Legal Basis for Processing:

• Article 6(1)(f) GDPR (legitimate interest)
• Article 6(1)(b) GDPR (contractual communication, e.g., via Messenger)

We use Meta’s statistical information to optimize our social media presence under Article 6(1)(f) GDPR.

More information:

• Meta Legal Bases

5. Data Retention Period

There is no fixed retention period for published posts. Your data will be deleted as soon as it is no longer necessary, or processing will be restricted if legal retention obligations exist.
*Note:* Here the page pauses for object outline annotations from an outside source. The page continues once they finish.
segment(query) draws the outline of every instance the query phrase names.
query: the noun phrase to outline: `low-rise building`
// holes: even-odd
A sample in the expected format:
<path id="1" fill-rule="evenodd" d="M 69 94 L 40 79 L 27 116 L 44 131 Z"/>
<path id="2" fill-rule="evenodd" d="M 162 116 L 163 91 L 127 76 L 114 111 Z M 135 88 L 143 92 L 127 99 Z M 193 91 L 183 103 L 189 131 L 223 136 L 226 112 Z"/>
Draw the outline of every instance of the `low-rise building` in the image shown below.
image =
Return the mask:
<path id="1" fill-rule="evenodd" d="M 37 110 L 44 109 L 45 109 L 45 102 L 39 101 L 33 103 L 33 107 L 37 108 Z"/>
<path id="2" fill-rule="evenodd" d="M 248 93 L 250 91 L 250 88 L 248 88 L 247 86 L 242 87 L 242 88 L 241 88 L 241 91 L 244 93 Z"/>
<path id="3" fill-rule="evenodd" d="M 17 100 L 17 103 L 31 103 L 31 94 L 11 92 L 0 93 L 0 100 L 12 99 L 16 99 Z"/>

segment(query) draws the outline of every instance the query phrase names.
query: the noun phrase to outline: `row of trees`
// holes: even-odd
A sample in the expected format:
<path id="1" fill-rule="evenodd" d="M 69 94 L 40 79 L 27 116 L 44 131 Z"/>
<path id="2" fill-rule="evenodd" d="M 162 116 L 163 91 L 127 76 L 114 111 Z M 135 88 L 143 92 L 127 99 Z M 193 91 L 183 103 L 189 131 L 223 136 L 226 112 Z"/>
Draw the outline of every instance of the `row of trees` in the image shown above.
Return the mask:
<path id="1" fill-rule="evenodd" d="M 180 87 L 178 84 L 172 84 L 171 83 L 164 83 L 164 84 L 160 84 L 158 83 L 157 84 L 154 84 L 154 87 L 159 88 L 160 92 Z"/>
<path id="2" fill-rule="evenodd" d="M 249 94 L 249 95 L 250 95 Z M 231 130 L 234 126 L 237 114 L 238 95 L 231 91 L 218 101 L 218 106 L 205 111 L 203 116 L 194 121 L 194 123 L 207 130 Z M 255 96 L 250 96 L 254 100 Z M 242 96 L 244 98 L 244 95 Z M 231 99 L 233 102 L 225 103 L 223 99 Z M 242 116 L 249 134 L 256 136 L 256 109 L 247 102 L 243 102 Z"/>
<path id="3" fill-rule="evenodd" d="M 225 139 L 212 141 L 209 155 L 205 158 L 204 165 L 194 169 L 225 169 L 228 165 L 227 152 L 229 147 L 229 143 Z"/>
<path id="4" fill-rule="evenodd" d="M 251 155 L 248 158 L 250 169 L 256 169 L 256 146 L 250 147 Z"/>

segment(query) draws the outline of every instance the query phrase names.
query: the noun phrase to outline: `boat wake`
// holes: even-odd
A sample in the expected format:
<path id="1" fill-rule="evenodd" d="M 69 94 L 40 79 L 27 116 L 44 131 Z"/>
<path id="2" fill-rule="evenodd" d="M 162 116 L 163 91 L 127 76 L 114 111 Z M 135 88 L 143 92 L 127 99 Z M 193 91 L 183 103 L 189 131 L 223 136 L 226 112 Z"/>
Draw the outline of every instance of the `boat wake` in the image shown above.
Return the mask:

You can delete your own posts at any time.

6. Data Recipients

Your data will only be shared with third parties if:

• A legal obligation exists,
• It is necessary for contract fulfillment,
• Or you have given your consent.

Data transfers to entities outside the EU/EEA occur only with your consent.

7. Rights of Data Subjects

You have the right to:

• Access,
• Rectification,
• Deletion,
• Restriction of processing,
• Data portability,
• Object to the processing of your data.

For data processed solely by us, contact us using the details provided in Section 1. For data processed solely or jointly by Meta, please contact Meta directly.

8. Complaint to the Data Protection Authority

If you believe your rights have been violated, you can file a complaint with the competent data protection authority:

Data Protection Commission
21 Fitzwilliam Square South
Dublin 2, D02 RD28, Ireland
Email: dpo@dataprotection.ie
More information: https://www.dataprotection.ie

9. Right to Object

You have the right to object to data processing based on your specific situation at any time (Article 21 GDPR). If you object to processing for direct marketing purposes, your data will no longer be processed for these purposes.